Intervention de Jean-Marc Ayrault

Réunion du 17 janvier 2017 à 18h00
Commission des affaires étrangères

Jean-Marc Ayrault, ministre des affaires étrangères et du développement international :

Je ne savais pas que Donald Trump avait ici un représentant en la personne de Jacques Myard. (Sourires.)

Sérieusement, nous devons faire attention, notamment lors de la négociation avec le Royaume-Uni une fois que sera activée la procédure de l'article 50 du Traité sur l'Union européenne : nous devrons agir dans la clarté et dans la cohésion. L'Europe doit réagir et défendre son projet. Jusqu'à présent, les États-Unis avaient toujours soutenu la construction européenne, avec certes plus ou moins d'enthousiasme. Nous verrons bien si cette attitude va changer.

Il conviendra, dans ce contexte, de voir ce que les Etats-Unis vont faire sur d'autres sujets comme l'Ukraine, le nucléaire iranien, le multilatéralisme des relations commerciales…

Ma position est claire. Le président élu prend ses fonctions le 20 janvier et il viendra sans doute en Europe à l'occasion de la prochaine réunion du G20. Une fois mon homologue, Rex Tillerson, nommé, je prendrai contact avec lui pour discuter. La France est autonome, indépendante, a sa propre vision, mais n'éprouve pas d'hostilité vis-à-vis des États-Unis qui sont un partenaire, un allié et dont nous souhaitons qu'ils jouent leur rôle.
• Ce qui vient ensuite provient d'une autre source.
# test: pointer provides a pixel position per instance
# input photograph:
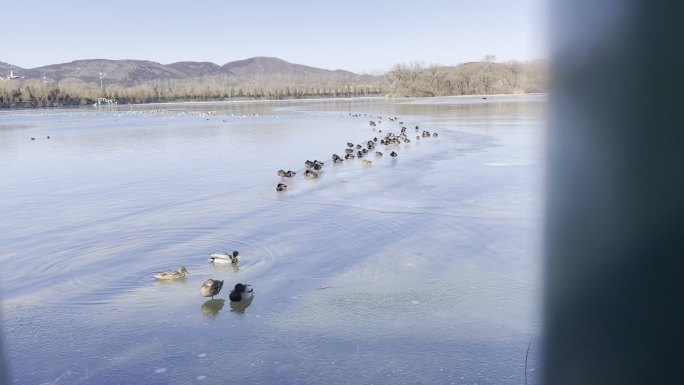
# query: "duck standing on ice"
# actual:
(241, 292)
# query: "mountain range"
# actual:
(132, 72)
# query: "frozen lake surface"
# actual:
(420, 269)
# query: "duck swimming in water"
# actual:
(172, 274)
(224, 258)
(211, 287)
(241, 292)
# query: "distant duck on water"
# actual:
(225, 258)
(241, 292)
(211, 287)
(171, 274)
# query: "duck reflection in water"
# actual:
(241, 306)
(212, 307)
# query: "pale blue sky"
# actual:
(360, 36)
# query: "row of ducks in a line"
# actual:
(313, 168)
(212, 287)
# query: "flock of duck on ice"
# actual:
(243, 293)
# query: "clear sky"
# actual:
(360, 36)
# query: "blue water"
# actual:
(419, 269)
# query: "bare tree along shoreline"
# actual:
(80, 83)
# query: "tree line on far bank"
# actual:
(404, 80)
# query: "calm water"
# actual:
(419, 269)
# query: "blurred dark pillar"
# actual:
(614, 298)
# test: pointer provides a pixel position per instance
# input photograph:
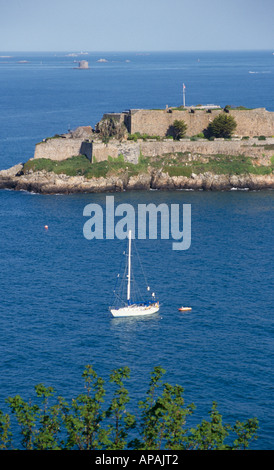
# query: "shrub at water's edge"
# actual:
(90, 422)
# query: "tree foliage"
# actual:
(222, 126)
(88, 423)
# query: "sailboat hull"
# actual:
(134, 311)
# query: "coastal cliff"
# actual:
(50, 183)
(110, 159)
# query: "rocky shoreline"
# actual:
(50, 183)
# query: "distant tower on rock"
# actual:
(83, 64)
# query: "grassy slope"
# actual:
(173, 164)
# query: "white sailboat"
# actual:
(130, 308)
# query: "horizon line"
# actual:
(136, 50)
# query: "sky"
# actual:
(140, 25)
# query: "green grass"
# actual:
(174, 164)
(81, 166)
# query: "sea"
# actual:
(56, 285)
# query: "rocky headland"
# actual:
(117, 156)
(50, 183)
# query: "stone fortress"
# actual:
(109, 138)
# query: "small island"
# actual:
(191, 148)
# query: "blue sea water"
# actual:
(56, 285)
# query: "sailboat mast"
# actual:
(129, 266)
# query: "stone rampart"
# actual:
(61, 148)
(250, 123)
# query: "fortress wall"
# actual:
(157, 122)
(62, 148)
(130, 150)
(225, 147)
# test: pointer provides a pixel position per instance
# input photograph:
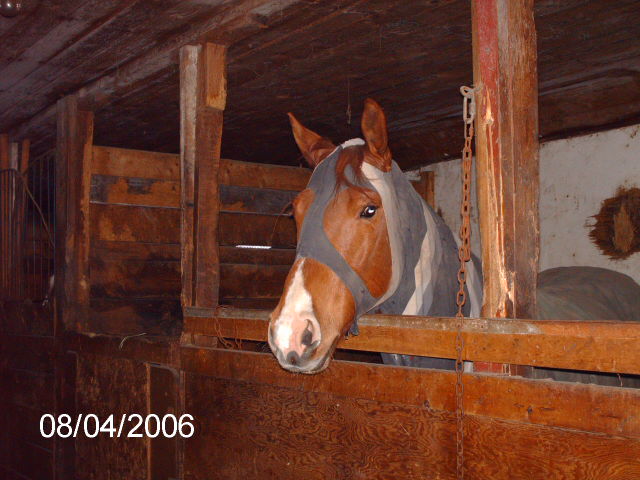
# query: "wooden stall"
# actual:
(163, 294)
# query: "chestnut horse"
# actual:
(367, 242)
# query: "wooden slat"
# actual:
(249, 303)
(29, 389)
(123, 251)
(146, 278)
(252, 281)
(73, 178)
(257, 175)
(28, 352)
(135, 191)
(253, 229)
(253, 256)
(24, 155)
(189, 56)
(163, 400)
(592, 346)
(111, 386)
(130, 316)
(254, 200)
(123, 223)
(120, 162)
(504, 60)
(262, 431)
(588, 408)
(4, 151)
(426, 187)
(21, 318)
(160, 350)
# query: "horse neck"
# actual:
(428, 256)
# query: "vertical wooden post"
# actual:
(5, 181)
(4, 151)
(24, 156)
(73, 182)
(202, 103)
(505, 74)
(426, 187)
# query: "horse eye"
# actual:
(369, 211)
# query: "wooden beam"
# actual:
(552, 404)
(505, 74)
(73, 182)
(426, 187)
(593, 346)
(202, 103)
(24, 155)
(4, 151)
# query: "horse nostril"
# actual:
(307, 335)
(293, 358)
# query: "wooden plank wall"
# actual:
(27, 353)
(135, 237)
(135, 242)
(257, 421)
(253, 199)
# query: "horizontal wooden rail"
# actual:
(602, 346)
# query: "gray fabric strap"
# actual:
(315, 244)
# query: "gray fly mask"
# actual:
(314, 243)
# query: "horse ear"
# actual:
(314, 147)
(374, 129)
Cependant de très nombreuses questions restent posées.

J'évoquerai ensuite le Brexit. La question n'est pas vraiment de savoir s'il sera « dur » ou « mou » mais de connaître la date à laquelle Theresa May va transmettre la notification de sortie du Royaume-Uni de l'Union européenne. Il faut parallèlement que les 27 se dotent d'un mandat de négociation, sur la base d'une proposition de la Commission, afin d'aborder au mieux les discussions sur les conditions du « divorce ». En effet les questions à résoudre, notamment financières, seront difficiles.

Ensuite, et il ne faudra pas confondre les deux étapes, il s'agira de négocier les relations à venir du Royaume Uni avec l'Union européenne.

Tout cela demandera du temps, de la méthode et, j'y insiste, de la cohésion. Or, en la matière, l'axe franco-allemand sera déterminant. Il faudra éviter de céder à la tentation de négociations parallèles, branche économique par branche économique. L'ambassadeur d'Allemagne m'a bien confirmé, ce matin-même, que son gouvernement indiquait aux industriels allemands de n'en rien faire, sauf à prendre le risque de précipiter la fin de l'Europe. Nous abordons une phase nouvelle de la construction européenne et qui n'est pas sans susciter une inquiétude. En même temps, de cette crise existentielle sans précédent peut naître une nouvelle avancée. La France, en tout cas, restera très vigilante et cherchera à se rendre utile sur des sujets précis plutôt que de se contenter de propos généraux sur ce que devrait être l'Europe pour les vingt ans à venir. Nous devons nous montrer opérationnels, pragmatiques. Donc, encore une fois, je crois à la nécessité d'entretenir la cohésion et la relation franco-allemande.

Votre dernière interrogation, madame la présidente, portait sur l'extraterritorialité des lois américaines. Vous avez fait allusion à ma rencontre avec Pierre Lellouche et Karine Berger – que je remercie pour leur travail, très utile. J'ai demandé aux services du Quai d'Orsay et du Trésor d'accélérer les travaux en la matière.

Un mot, pour finir, sur l'accord-cadre signé avec la République de Maurice, qui semble provoquer de nombreux malentendus. Cet accord bilatéral, négocié par la majorité précédente, porte sur l'île de Tromelin et ne remet pas en cause notre souveraineté mais, pour éviter que le débat ne s'envenime, le Gouvernement a souhaité retirer cette question de l'ordre du jour de l'Assemblée ; il appartiendra donc à la prochaine législature de la traiter.